Adamsberg pressentait que Danglard l'attendrait ce soir de pied ferme. Il composa rapidement le numéro du lieutenant Veyrenc.

— Louis, encore là ?

— Je partais.

— Tu as quelque chose de prévu ?

— Un reste de hachis parmentier.

— C'est toi qui l'as fait ?

— Non, c'est l'industrie.

— Tu dînerais avec moi ? À La Garbure ?

— Tu en appelles au son du terroir ? Tu as besoin de moi ?


La garbure était un plat traditionnel des Pyrénées, et sans doute fallait-il avoir grandi avec pour apprécier cette soupe au chou mêlée des restes divers du potager et, si possible, de jarret de porc. À La Garbure, on y ajoutait du confit de canard. En outre, la patronne des lieux avait une faiblesse pour le visage minéral de Veyrenc, ses lèvres un peu féminines, les quatorze mèches rousses qui tranchaient dans sa chevelure brune.

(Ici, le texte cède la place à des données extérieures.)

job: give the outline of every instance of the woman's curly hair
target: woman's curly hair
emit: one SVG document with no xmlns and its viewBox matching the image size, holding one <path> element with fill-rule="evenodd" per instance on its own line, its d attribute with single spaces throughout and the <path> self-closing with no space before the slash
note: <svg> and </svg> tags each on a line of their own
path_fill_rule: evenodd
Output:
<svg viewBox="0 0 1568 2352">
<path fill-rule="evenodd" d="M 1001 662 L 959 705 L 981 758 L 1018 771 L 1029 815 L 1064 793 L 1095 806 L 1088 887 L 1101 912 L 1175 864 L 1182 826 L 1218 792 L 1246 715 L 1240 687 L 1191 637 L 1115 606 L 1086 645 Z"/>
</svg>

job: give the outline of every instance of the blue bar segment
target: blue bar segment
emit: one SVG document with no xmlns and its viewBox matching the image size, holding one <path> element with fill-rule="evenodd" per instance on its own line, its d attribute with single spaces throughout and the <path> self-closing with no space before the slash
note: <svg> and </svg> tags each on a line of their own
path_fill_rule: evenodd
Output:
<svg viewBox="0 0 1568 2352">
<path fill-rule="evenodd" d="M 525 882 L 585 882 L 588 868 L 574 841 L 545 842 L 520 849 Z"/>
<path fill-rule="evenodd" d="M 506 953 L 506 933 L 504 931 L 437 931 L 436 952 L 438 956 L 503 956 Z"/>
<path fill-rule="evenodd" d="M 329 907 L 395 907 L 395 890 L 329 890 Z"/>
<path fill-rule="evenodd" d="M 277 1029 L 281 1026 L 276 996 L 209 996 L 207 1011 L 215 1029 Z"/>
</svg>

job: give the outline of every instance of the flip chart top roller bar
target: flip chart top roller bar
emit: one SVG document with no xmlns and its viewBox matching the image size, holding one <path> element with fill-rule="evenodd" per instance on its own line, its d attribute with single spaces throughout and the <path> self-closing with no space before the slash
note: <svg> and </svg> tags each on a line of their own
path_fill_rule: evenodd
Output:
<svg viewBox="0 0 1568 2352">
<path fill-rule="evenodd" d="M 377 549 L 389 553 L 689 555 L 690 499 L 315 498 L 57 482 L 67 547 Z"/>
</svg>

— C'est que je risque d'avoir un convive imprévu, précisa Adamsberg. Qui sera de méchante humeur, je le crains.

— Danglard ?

— Comment le sais-tu ?

— Cela fait plus d'une heure qu'il traîne dans les locaux en grommelant, préoccupé, et même anxieux. Personne ne sait pourquoi.

— Moi si.

— Ah. Où t'emporte le vent, Jean-Baptiste ?

— Vers l'araignée recluse.

— Celle qui mord en ce moment dans le Sud-Est ?

— Elle-même.

— Je vois, dit Veyrenc.

Non pas qu'Adamsberg pensât que Louis Veyrenc de Bilhc, de son vrai nom, allait défendre ses intérêts ou soutenir sa curiosité pour les agissements inconsidérés de l'araignée. Mais l'idée de devoir se justifier sous le regard inquisiteur de Danglard le harassait d'autant qu'il était incapable de s'expliquer. Or Danglard, si mécontent fût-il, ne s'attaquait jamais de front au lieutenant Veyrenc. Personne ne le faisait. Ni de front ni d'aucune façon. On ne craignait pas de réaction violente de la part de Veyrenc, comme cela pouvait se produire avec Retancourt ou Noël. C'était un calme. Mais son visage et son corps exprimaient une densité quasi granitique contre laquelle on userait dents et griffes en pure perte. En même temps que la rapidité de son esprit s'adaptait à chaque mouvement de la route, sans jamais paraître s'en étonner ou être pris au dépourvu.

Tous deux enfants du Béarn, Adamsberg et Veyrenc avaient hérité de leur montagne quelque matière incassable, souplesse pour l'un, stabilité pour l'autre. Tandis qu'un souffle d'air pouvait emporter Danglard dans les terres de l'angoisse.